Game-theoretic reasoning scales in general and with test-time compute

16 Jun, 2026

This is quick jot-down of experiment results. I didn't put effort into writing this nicely for the reader, sorry. I just wanted to log my own thoughts.

I tested LLMs performance on a poker river spot for

EV loss against Nash
EV loss vs best response (adaptive counterplay)
Best response vs fixed strategy

I wanted to find out what their current game-theoretic reasoning capabilities are. Namely, I wanted to see whether they could reason from first principles to do well in these three.

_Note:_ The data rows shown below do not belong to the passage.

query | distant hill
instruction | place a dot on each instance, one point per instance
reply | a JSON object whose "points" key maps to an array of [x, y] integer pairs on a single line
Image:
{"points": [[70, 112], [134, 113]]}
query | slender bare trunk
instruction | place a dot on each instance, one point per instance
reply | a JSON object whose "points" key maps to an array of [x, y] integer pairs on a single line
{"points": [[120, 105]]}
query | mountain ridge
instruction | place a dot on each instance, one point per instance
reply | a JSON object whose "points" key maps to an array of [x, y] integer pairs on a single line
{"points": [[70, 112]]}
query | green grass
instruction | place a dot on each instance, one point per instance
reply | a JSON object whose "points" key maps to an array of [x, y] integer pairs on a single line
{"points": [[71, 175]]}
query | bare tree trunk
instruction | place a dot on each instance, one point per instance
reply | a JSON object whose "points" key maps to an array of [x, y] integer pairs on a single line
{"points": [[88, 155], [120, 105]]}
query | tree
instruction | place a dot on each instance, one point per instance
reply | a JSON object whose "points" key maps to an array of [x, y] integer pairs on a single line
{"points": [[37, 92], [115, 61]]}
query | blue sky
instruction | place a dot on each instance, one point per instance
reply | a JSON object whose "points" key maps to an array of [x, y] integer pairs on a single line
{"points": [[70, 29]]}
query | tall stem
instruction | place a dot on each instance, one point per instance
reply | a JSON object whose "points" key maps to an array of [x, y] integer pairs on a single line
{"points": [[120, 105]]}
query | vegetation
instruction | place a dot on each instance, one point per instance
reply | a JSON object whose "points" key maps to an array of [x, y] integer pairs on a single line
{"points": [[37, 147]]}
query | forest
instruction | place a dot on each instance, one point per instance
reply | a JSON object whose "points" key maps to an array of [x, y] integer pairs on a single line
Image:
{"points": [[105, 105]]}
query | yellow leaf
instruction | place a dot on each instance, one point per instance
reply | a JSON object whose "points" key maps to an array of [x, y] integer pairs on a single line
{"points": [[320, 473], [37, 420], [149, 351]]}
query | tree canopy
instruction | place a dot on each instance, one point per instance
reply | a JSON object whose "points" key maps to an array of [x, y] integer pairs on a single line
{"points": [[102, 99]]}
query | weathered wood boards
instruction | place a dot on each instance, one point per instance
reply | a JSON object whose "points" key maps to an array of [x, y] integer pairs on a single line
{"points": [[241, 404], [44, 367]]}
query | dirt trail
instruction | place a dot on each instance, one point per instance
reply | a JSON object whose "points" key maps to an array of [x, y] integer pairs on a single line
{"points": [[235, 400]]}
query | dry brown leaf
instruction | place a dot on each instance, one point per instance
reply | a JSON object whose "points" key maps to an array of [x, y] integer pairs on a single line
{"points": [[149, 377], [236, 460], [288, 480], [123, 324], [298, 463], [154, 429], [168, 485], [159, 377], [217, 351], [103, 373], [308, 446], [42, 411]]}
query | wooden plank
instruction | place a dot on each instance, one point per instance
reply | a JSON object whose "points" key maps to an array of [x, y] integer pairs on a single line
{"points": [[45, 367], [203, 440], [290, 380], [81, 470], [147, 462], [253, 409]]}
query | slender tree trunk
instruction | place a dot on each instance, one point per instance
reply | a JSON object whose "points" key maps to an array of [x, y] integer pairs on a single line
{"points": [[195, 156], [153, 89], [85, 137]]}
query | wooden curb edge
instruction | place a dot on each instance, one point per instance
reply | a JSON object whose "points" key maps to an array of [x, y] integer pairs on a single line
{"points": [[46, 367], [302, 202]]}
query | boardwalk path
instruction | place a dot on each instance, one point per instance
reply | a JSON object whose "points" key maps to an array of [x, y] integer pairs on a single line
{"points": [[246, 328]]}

Current poker playing evaluations are bad. They lack understanding of what actually matters for game-theoretic reasoning in poker. For example, one benchmark measures whether the model's chosen action is part of a GTO strategy (tells very little, the mix is what matters). Or they measure to what extent LLMs get close to Nash, which really doesn't tell you much when put in a random poker spot, it's way too complex of a spot, and Nash isn't the obvious goal. Or they measure how well LLMs do against a Nash-approximating agent, which also doesn't tell much, because it's not that difficult to do okay against a Nash-approximating agent. I can go more into why all of these aren't great, but I want to keep it short right now. I was initially concerned that we have these sloppy poker reasoning benchmarks, but I no longer think it matters because there's nothing unique to poker that scaling won't swallow.

I set up toygames and tested Anthropic's models: Haiku 4.5, Sonnet 4.6, Opus 4.8.

Without reasoning, they all performed poorly. With reasoning, Sonnet and Opus did well, Haiku did poorly.

The stronger models were able to reason to Nash from first principles (or get close to it), even as I made the toygames more complicated. Their performance scaled with test-time compute. They nailed all the three metrics I mentioned above.

The reason why their performance and reasoning traces in poker overall is not super good yet is just because of domain expertise + training data is confusing. But from my observations, nothing stands in the way of scaling to come for all of this. (Well, maybe opponent modeling).